A high school student recognized that Christian stewardship means more than putting money in the offering plate.
“He isn’t wearing anything except a T-shirt and boxers!” my friend Gustavo exclaimed as Chris entered the dorm.
“I noticed,” I replied, and the thought crossed my mind, What are these crazy seniors up to now?
It was another Sabbath afternoon at Maxwell Adventist Academy, a boarding school for missionary kids in East Africa. I was sitting in the lobby of the boys’ dorm waiting for vespers and—more important to me—supper. Chris was a senior who could be described by us lowly freshmen only as “cool.” He wore the coolest clothes, always said the right things, and had no problem attracting the girls. As a result, we all wondered why in the world he would be outside the dorm wearing only his underwear. However, we did not have much time to speculate before worship started.
I was hungry and had a hard keeping my mind focused on what the speaker was saying. However, right before closing prayer, something caught my attention. The pastor was reading from the Gospels: “A poor widow came and put in two very small copper coins, worth only a fraction of a penny. Calling his disciples to him, Jesus said, ‘I tell you the truth, this poor widow has put more into the treasury than all others. They all gave out of their wealth; but she, out of her poverty, put in everything—all she had to live on.’ ”1
That verse stayed with me all the way through the supper line. When I sat down at the table with my friends, a girl at the table was in the middle of telling a story. “He brought almost all his clothes to the mission outreach to give them to the poor people.”
“Wait, who are we talking about?” I interrupted.
“Chris.” She paused to make sure I understood. “He brought almost all his clothes to town today.”
Now I was interested!
She continued, “Anyway, we started off by singing praise songs, and then we handed out food for the people who came. After that, for about an hour, we just talked with them about Jesus. Chris gave away all his clothes to a young guy with a really torn-up outfit and invited him to come to church next Sabbath. The guy seemed really happy, but said he couldn’t go because he didn’t have any church clothes to wear. Chris smiled and said it wouldn’t be a problem. Then he took off the clothes he was wearing—he hadn’t changed out of his church clothes—and gave them to the guy, shoes and all!”

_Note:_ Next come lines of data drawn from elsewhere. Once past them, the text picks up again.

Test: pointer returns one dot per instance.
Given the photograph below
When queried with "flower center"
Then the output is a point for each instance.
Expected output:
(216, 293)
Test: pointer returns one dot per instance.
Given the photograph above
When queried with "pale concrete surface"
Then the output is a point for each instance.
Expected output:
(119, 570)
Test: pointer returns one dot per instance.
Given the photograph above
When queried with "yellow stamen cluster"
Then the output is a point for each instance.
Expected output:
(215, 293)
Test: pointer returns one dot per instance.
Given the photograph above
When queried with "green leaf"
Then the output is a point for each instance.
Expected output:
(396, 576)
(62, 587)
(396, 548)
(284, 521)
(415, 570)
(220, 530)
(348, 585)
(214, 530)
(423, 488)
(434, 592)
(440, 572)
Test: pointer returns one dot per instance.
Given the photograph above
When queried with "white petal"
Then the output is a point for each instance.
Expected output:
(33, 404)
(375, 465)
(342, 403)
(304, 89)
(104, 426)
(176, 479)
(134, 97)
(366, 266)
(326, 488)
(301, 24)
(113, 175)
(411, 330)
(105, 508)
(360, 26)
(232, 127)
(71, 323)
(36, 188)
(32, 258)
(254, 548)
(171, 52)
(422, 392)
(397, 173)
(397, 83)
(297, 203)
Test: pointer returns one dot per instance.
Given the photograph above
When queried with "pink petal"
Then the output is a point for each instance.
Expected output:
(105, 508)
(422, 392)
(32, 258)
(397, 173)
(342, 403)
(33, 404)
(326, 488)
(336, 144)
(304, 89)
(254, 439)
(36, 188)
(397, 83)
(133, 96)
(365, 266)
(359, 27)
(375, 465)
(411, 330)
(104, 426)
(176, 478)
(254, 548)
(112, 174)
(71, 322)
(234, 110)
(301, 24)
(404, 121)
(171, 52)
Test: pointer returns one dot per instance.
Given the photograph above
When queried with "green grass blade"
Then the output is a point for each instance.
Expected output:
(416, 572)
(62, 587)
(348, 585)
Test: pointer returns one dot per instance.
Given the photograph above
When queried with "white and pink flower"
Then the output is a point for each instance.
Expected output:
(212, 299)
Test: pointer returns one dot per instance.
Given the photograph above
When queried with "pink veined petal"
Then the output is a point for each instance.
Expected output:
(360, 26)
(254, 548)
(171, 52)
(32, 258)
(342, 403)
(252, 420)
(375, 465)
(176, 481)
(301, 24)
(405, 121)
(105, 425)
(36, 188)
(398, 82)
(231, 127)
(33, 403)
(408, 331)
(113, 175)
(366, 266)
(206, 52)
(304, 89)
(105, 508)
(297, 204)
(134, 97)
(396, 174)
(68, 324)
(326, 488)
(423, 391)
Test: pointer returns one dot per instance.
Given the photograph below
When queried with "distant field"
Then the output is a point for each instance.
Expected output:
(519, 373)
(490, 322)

She went on about how much fun the outreach had been, but I was not listening anymore; I was completely taken aback.
Chris’s selfless action put the verse I’d heard earlier into perspective. The story wasn’t new to me, but it hadn’t been real to me either. By putting Scripture into action, Chris didn’t affect just the poor man. He touched me too. If the pastor had done the same act, I am not sure if it would have had nearly the impact on me. Chris was someone that I looked up to, not so much as a “holy” figure, but as an older, more mature peer. I think God knew that as well.
As often happens with spiritual experiences, they dim and we need a reminder. Well, for me it only took a few days for the experience to begin dimming. I didn’t understand the significance of altering one person’s spiritual life. It was not until the next Sabbath that I finally understood the full weight of what Chris had done.
I was sitting in church with a group of friends when Chris walked by wearing a pair of borrowed pants. With him was a stranger—the man Chris had helped—and he’d come to church just as Chris had invited him to!
The sermon began, and as usual, I had difficulty keeping my attention focused on the pastor’s words.
However, this week he again quoted a verse that caught my ear: “I tell you that in the same way there will be rejoicing in heaven over one sinner who repents than over ninety-nine righteous persons who do not need to repent.”2
As I sat there, it all began to click. Chris hadn’t just clothed an unclothed man; he’d caused a party in heaven! I didn’t hear any more of the sermon—I was too busy trying to imagine what a party in heaven must be like.
Joel Kotanko writes from Lincoln, Nebraska.